No, in the Galilee and Negev, you are talking about Galilee and the Negev – Jerusalem is a different story – why not? First of all, you know maybe they have less land but more income because Israel economy is a very sophisticated one. You know we have increased the yield of our agriculture 18 times in 27 years, so if you have an eighteenth part of the land possess you have more income and they are excellent farmers. But you cannot live on the land anyway because agriculture went down from 60percent in the world economy to one or two percent. What we are now trying to do, in order to achieve real equality is to build industrial parks, high-tech parks, in Arab vicinities jointly or separately.
But you continue to build settlements against international law…
We stopped it and we look for a solution. When I said Mr Olmert has suggested 90 percent of the land and the rest is to concentrate all the settlements in the West Bank in three locations, to limit the settlements elsewhere and to compensate the Palestinians with other land. You know this conflict started before there was one Jewish settlement in the West Bank, what really brought the Jewish settlements was the ongoing attacks. When you are being attacked your consideration is security.
But again I want to repeat clearly there will not be the slightest discrimination of an Arab citizen in the Negev or Galilee, not because we are afraid of the Arabs but afraid of ourselves. We were not born in our concept to be the masters or controllers of another people it stands against everything that we stand for you must understand it. If you take away the moral foundation of the Jewish existence you don’t have a Jewish existence, and do not take it lightly.

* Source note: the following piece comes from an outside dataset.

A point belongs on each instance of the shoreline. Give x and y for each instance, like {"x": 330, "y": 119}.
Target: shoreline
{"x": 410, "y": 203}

We don’t like what we were forced to do, we never looked to become a military force.
We never wanted to have military victories, but we were forced because otherwise we would disappear as a people. But if we have a choice and for us to bring equality is in accordance with a basic Jewish obligation to respect every human being as though he was born in the image of the Lord. We are not masters, we are not the lords.
Are these the words of a man who wants to be Israel’s next president?
Well if you challenge me like that 80 percent supports me, I think because of my views. I am not in a beauty contest and I do not hide my views, which means that a better majority, a lion majority of Israelis, think what I am saying makes sense and know exactly that I represent something that is deep and profound.